4. Session Management

Create new sessions for new conversations:

// Good - isolated conversations
Method NewConversation()
{
    Set ..Session = ..Agent.CreateSession()
}

// Avoid - reusing sessions across unrelated conversations
// (context pollution)

5. Resource Cleanup

InterSystems IRIS automatically cleans up when objects go out of scope, but for long-running processes, you should call %Close():

// Explicit cleanup
Do provider.%Close()

6. Error Recovery

Implement graceful degradation:

Try {
    Set response = agent.Chat(session, input)
} Catch ex {
    // Log error
    Do ##class(MyApp.ErrorLog).LogError(ex)

    // Provide fallback response
    Set response = ##class(%AI.LLM.Response).%New()
    Set response.Content = "I'm having trouble processing that request.

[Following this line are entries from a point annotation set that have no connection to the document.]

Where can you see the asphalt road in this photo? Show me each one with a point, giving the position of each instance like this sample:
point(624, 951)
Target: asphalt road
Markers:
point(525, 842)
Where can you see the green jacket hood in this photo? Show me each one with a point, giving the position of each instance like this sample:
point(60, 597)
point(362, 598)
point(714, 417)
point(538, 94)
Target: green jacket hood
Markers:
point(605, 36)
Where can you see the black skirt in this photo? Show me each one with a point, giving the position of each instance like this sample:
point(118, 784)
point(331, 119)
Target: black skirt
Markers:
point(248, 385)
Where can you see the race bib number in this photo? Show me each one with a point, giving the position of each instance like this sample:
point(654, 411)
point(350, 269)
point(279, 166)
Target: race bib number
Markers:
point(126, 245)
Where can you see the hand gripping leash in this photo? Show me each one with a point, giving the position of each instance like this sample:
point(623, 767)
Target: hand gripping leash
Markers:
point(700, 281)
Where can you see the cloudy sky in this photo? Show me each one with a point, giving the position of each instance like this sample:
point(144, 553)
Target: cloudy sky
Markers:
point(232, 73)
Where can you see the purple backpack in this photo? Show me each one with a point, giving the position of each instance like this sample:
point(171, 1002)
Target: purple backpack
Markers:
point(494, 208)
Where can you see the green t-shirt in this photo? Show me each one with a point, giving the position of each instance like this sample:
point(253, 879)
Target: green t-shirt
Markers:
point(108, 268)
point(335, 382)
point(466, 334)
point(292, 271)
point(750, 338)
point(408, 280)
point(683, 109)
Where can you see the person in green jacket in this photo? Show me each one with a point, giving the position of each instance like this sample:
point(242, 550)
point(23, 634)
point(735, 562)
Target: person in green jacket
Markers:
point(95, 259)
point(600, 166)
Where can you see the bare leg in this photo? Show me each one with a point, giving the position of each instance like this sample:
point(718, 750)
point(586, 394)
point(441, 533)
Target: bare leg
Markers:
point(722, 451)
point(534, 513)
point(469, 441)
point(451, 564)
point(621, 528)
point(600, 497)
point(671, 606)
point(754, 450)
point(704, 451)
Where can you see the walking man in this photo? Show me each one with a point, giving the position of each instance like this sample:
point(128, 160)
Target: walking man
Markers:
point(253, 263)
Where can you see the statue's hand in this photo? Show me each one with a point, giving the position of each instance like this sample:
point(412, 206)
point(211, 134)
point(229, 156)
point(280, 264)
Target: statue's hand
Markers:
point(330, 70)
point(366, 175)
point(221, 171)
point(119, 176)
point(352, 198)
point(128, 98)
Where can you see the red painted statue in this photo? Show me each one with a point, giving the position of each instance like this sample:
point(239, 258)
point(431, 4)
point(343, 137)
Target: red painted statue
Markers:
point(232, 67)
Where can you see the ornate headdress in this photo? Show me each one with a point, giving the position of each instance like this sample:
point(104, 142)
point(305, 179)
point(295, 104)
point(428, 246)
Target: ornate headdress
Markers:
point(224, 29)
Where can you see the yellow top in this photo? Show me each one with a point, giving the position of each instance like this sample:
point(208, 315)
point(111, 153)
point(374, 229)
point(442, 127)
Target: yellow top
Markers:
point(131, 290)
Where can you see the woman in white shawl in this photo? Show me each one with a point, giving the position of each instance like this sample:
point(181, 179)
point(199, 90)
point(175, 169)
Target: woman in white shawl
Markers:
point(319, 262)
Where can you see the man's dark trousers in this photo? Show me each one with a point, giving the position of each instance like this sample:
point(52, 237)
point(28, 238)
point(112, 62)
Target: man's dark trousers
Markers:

Please try again."
}

Troubleshooting

Provider Creation Fails

Try {
    Set provider = ##class(%AI.Provider).Create("openai", config)
} Catch ex {
    Write "Provider error: ", ex.DisplayString(), !

    // Check configuration
    Do config.%ToJSON()

    // Verify API key is set
    If config."api_key" = "" {
        Write "API key is missing!", !
    }
}

Tools Not Executing

  1. Verify that the tools are registered:

    Set tools = agent.ToolManager.%Discover()
    Do tools.%ToJSON()  // Should show your tools
  2. Enable debug logging:

    Do ##class(%AI.System).SetLogLevel("debug")
  3. Check for authorization denials in audit logs.

Streaming Issues

  1. Verify callback method signature:

    Method OnChunk(chunk As %String)
  2. Verify that model supports streaming

  3. Ensure callback object is not garbage collected

High Token Usage

  1. Monitor context size:

    Set stats = session.GetStats()
    If stats."current_context_tokens" > (stats."model_context_size" * 0.8) {
        // Context is getting full - consider resetting
        Write "Warning: Context usage at ", stats."current_context_tokens", " tokens", !
    }
  2. Reset sessions periodically for long conversations.